Virando-se lentamente para a câmera 2 e encarando-a de forma dramática, o âncora usou então de toda sua experiência para fazer seu encerramento:
- Herói ou vilão, homem ou santo, anjo ou demônio, verdade ou farsa, salvador ou herege? Julgue você mesmo. Por hoje ficamos por aqui. Voltamos na próxima quarta-feira. Boa noite a todos.
A costumeira salva de palmas do final do programa estimulada pelo letreiro APLAUSOS voltado para a plateia, desta vez se confundia com vaias e manifestações verbais hostis por parte do público como "Herege", "Demônio", "Pilantra", "Safado", alguns objetos arremessados e uma iminente ameaça de invasão, o que fez com que se apressassem os cumprimentos finais assim como a saída do convidado do palco, obrigando-o praticamente a fugir por um dos corredores secundários que dava para os fundos da emissora.

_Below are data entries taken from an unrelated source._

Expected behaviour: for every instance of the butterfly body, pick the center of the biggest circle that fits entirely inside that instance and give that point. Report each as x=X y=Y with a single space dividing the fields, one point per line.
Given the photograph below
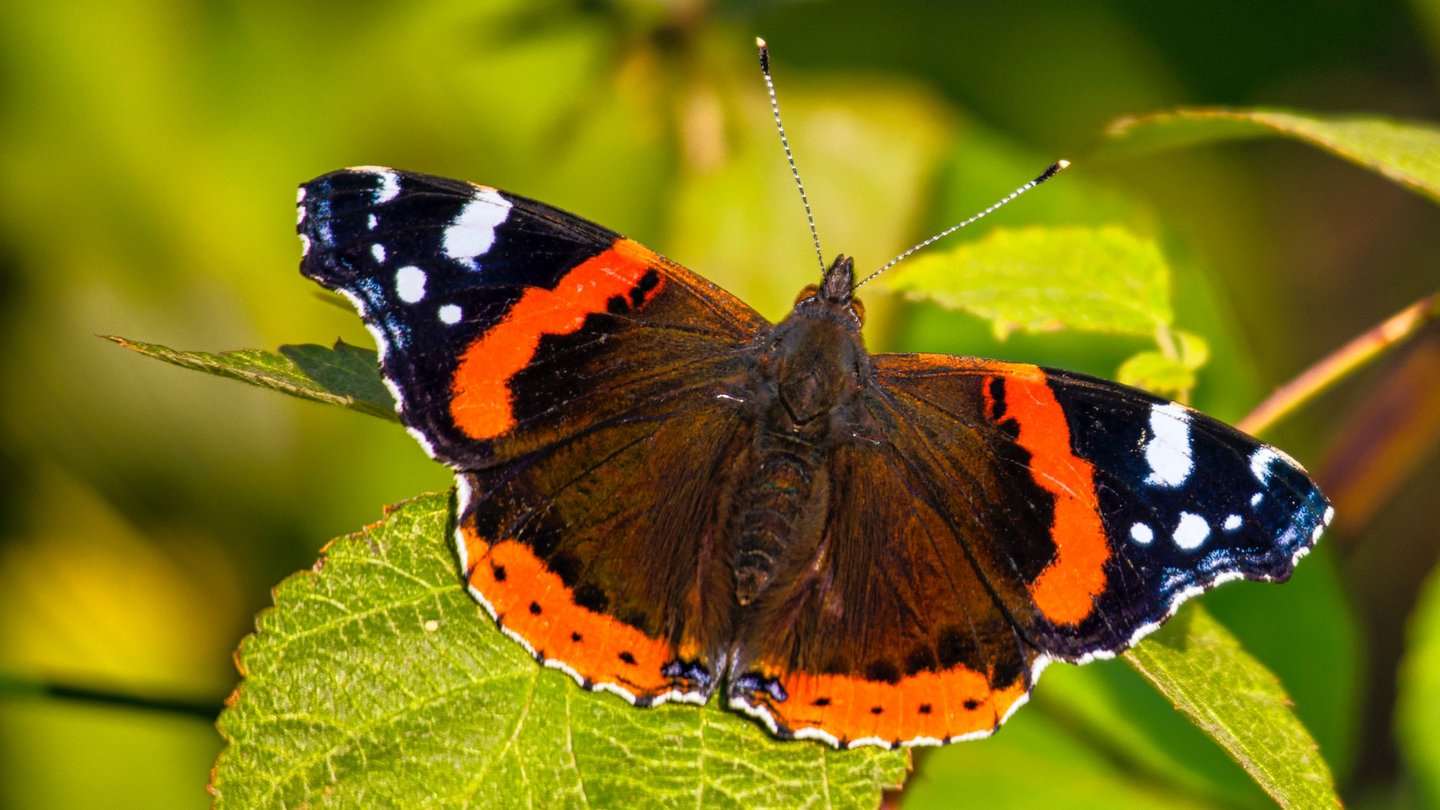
x=664 y=495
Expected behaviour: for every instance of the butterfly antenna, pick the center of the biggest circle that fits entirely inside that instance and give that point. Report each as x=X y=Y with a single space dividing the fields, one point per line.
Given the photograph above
x=1054 y=169
x=775 y=108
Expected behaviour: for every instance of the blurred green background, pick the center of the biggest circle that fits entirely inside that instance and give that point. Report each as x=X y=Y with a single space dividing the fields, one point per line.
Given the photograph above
x=150 y=152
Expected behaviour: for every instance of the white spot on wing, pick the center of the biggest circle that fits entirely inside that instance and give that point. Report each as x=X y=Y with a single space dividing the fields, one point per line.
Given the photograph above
x=1191 y=531
x=473 y=231
x=409 y=284
x=1260 y=461
x=1168 y=450
x=389 y=188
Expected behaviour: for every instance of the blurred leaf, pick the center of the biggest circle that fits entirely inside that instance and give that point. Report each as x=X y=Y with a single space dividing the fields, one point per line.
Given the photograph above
x=1406 y=152
x=736 y=214
x=344 y=375
x=1167 y=372
x=1038 y=761
x=376 y=681
x=1049 y=278
x=1417 y=712
x=1198 y=665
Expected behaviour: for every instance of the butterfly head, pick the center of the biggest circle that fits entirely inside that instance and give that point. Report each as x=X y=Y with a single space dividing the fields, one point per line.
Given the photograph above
x=834 y=297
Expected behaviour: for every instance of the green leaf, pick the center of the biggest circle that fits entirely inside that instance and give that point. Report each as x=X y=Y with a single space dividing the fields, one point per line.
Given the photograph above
x=344 y=375
x=1168 y=372
x=1406 y=152
x=376 y=681
x=1204 y=670
x=1049 y=278
x=1417 y=712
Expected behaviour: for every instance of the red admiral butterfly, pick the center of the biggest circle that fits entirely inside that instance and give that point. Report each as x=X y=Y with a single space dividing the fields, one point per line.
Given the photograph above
x=663 y=495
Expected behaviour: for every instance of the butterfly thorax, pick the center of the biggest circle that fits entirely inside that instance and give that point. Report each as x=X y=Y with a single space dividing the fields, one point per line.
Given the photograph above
x=811 y=372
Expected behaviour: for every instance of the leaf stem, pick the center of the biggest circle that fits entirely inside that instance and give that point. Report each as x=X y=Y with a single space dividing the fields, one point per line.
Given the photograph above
x=1341 y=363
x=16 y=686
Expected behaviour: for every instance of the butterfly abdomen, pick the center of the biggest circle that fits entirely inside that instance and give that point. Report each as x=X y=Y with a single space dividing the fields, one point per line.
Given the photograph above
x=782 y=510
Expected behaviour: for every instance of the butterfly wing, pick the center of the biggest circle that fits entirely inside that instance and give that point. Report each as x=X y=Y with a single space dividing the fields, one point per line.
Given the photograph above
x=570 y=378
x=504 y=325
x=1002 y=516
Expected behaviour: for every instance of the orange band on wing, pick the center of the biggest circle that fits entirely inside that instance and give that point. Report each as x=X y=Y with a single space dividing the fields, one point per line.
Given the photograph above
x=533 y=603
x=929 y=705
x=481 y=405
x=1067 y=587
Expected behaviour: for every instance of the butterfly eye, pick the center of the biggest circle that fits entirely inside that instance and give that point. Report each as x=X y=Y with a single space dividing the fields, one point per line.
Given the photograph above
x=810 y=291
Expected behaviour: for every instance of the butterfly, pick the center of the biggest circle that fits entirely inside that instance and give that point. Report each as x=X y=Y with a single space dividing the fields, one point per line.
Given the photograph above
x=666 y=496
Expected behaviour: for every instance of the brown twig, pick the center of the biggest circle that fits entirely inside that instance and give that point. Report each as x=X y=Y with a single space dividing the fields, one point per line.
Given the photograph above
x=1341 y=363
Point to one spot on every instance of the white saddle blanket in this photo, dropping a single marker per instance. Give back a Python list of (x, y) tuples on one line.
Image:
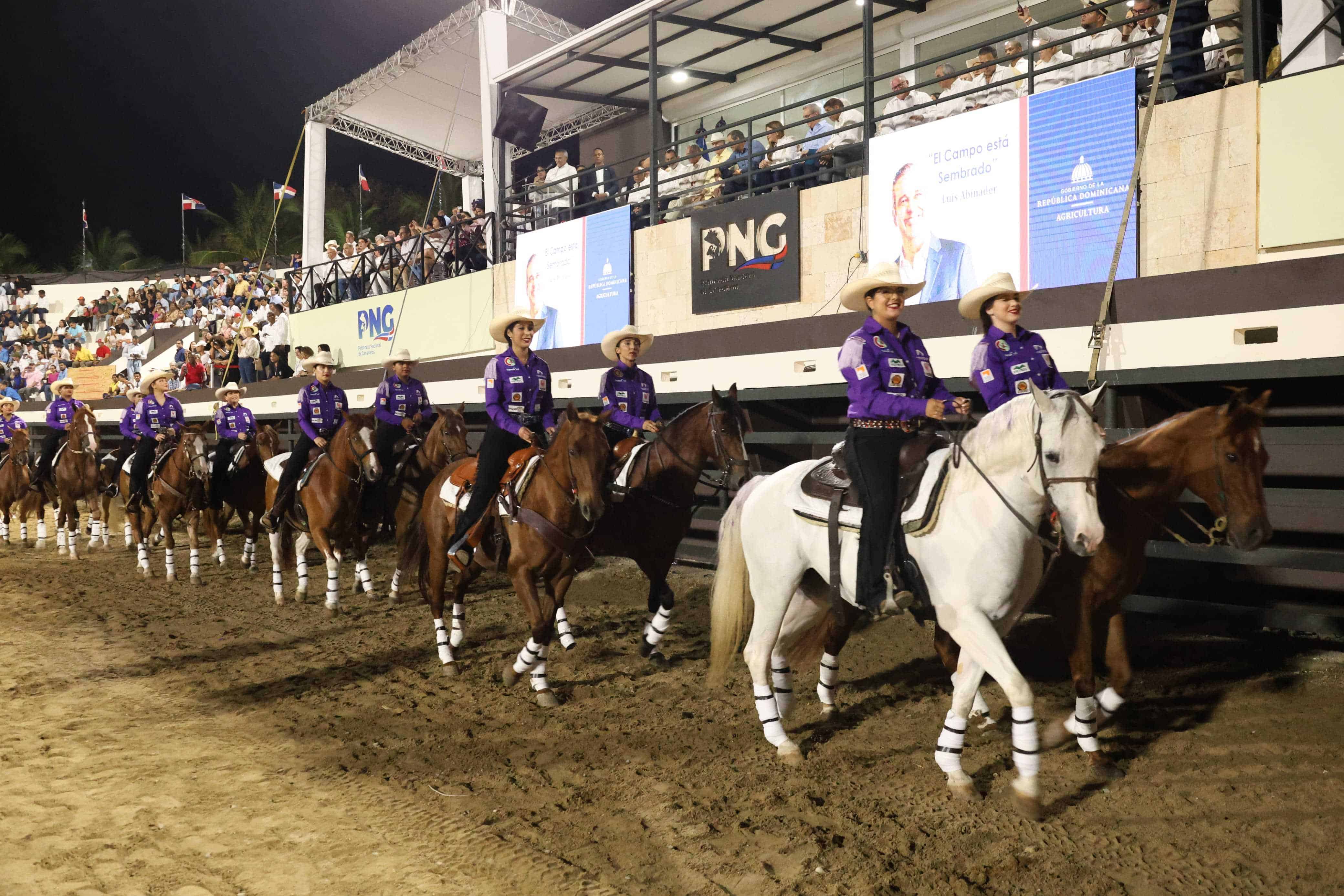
[(818, 510)]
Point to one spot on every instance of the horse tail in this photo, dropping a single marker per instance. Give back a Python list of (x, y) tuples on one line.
[(730, 605)]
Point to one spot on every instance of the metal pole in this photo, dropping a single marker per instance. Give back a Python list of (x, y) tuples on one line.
[(655, 130)]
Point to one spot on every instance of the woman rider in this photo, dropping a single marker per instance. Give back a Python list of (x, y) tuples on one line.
[(159, 420), (128, 436), (61, 414), (322, 412), (518, 399), (892, 386), (234, 424), (627, 389), (1010, 358)]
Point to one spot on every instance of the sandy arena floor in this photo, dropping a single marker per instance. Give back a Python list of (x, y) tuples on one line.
[(170, 739)]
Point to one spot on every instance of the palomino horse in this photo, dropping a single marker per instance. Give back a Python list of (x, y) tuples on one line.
[(14, 484), (330, 501), (1038, 450), (179, 490), (247, 495), (446, 444), (545, 539), (1215, 453)]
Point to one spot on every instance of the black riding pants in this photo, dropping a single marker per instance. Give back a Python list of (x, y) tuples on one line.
[(491, 464), (873, 457)]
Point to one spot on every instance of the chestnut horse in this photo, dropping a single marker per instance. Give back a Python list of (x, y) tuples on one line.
[(446, 444), (1214, 452), (14, 483), (245, 492), (546, 539), (331, 503), (179, 490)]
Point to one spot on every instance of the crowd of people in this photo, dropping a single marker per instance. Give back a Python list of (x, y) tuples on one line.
[(726, 164)]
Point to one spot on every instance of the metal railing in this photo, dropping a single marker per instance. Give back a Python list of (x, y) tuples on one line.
[(677, 187), (428, 257)]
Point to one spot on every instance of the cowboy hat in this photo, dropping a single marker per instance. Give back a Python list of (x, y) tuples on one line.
[(150, 378), (499, 327), (615, 338), (229, 387), (885, 276), (320, 358), (400, 356), (995, 285)]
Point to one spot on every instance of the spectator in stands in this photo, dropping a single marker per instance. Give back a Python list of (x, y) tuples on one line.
[(1092, 38), (904, 100)]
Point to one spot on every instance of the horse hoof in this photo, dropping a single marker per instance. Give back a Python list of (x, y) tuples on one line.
[(965, 792)]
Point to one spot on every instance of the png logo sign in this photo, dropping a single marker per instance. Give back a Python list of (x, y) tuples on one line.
[(745, 254)]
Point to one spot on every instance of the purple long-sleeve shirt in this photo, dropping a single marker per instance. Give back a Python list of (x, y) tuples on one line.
[(1004, 366), (398, 398), (889, 374), (629, 393), (514, 389)]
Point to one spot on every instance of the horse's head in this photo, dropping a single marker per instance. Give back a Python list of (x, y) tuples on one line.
[(1069, 455), (359, 429), (1228, 469), (583, 449)]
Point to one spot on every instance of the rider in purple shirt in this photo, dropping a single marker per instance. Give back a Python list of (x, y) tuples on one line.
[(518, 399), (892, 386)]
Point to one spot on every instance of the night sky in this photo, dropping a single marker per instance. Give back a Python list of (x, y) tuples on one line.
[(128, 105)]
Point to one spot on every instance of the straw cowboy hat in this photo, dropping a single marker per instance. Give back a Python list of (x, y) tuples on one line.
[(400, 356), (499, 327), (995, 285), (615, 338), (886, 276), (320, 358), (229, 387)]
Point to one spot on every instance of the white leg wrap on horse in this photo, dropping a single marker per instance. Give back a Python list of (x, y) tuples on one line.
[(658, 627), (952, 739), (769, 714), (827, 679), (562, 627), (459, 621), (540, 671), (1084, 723), (782, 678), (446, 652), (527, 658), (1108, 704), (1026, 743)]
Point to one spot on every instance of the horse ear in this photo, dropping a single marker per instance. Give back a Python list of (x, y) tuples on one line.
[(1042, 399)]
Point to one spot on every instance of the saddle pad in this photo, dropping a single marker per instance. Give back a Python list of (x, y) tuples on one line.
[(818, 511)]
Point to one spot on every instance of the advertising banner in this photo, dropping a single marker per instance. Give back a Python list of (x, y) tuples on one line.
[(577, 276), (1034, 187), (745, 254)]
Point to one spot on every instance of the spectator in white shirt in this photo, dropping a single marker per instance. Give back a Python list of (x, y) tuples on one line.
[(905, 99), (1088, 39)]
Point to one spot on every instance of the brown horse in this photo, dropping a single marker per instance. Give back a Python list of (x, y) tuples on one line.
[(1214, 452), (245, 493), (446, 444), (14, 484), (330, 503), (179, 490), (545, 539)]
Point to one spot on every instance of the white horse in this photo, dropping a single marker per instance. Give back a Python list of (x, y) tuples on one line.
[(978, 561)]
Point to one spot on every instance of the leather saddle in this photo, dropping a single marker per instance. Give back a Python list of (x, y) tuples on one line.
[(831, 475)]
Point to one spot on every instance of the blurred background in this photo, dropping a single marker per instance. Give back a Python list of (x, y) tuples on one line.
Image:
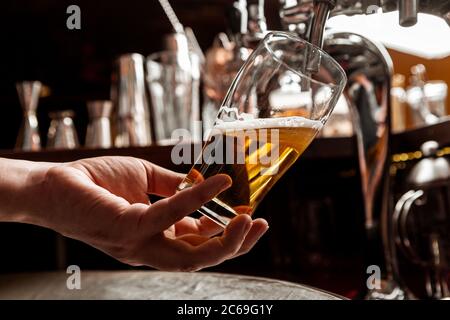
[(316, 212)]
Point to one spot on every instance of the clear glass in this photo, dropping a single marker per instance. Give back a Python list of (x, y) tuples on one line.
[(174, 84), (278, 102)]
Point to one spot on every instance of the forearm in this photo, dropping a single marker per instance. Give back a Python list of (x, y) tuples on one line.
[(19, 194)]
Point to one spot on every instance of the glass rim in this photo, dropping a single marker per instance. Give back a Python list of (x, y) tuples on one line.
[(294, 37), (153, 57)]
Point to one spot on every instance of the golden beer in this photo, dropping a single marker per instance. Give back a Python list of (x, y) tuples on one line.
[(255, 154)]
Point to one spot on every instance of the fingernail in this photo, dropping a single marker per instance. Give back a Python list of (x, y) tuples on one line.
[(225, 181)]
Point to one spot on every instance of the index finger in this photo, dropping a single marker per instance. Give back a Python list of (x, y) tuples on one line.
[(161, 181)]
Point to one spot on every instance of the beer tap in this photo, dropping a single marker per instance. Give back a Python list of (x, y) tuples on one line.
[(370, 112)]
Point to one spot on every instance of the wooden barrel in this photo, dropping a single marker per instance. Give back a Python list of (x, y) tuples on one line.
[(152, 285)]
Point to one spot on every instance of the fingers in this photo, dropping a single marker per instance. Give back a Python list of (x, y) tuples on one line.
[(202, 226), (192, 254), (258, 229), (162, 214), (161, 181)]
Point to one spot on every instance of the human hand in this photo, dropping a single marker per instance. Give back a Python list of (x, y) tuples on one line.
[(104, 202)]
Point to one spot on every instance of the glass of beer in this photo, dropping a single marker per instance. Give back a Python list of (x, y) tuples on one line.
[(276, 105)]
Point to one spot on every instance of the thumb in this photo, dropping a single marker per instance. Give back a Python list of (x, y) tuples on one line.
[(164, 213)]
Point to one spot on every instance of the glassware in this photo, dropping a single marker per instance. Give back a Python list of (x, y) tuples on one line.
[(98, 133), (130, 99), (62, 133), (28, 138), (174, 85), (277, 104)]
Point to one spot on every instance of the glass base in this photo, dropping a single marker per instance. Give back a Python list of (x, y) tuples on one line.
[(218, 212), (389, 291)]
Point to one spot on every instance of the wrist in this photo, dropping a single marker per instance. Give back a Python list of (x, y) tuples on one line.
[(21, 193)]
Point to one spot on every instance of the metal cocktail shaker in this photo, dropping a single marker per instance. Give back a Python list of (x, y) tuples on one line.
[(98, 133), (130, 101), (28, 138)]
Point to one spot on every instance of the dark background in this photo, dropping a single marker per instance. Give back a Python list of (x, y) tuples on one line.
[(315, 212), (76, 64)]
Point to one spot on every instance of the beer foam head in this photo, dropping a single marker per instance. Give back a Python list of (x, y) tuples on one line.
[(267, 123)]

Mesmo lá, no pátio posterior, uma pequena multidão se aglomerava esperando por sua saída entre o portão e o carro que o esperava a não mais que trinta metros. Alguns o aplaudiam, outros o insultavam, outros o idolatravam, outros jogavam coisas. Alguns só queriam um autógrafo, outros um abraço, outros um milagre, e outros no entanto cuspiam, ameaçavam e tentavam agressões. Um cordão de seguranças impedia a aproximação do público mas não foi suficientemente eficiente para evitar que um jovem furasse o bloqueio e se aproximasse do homem que protegiam. No breve instante que o rapaz teve de proximidade com aquele homem, o abraçou fortemente e com lágrimas nos olhos, disse:
- Eu tenho que fazer isso.
- Eu sei. Eu te perdoo. Eu te perdoo.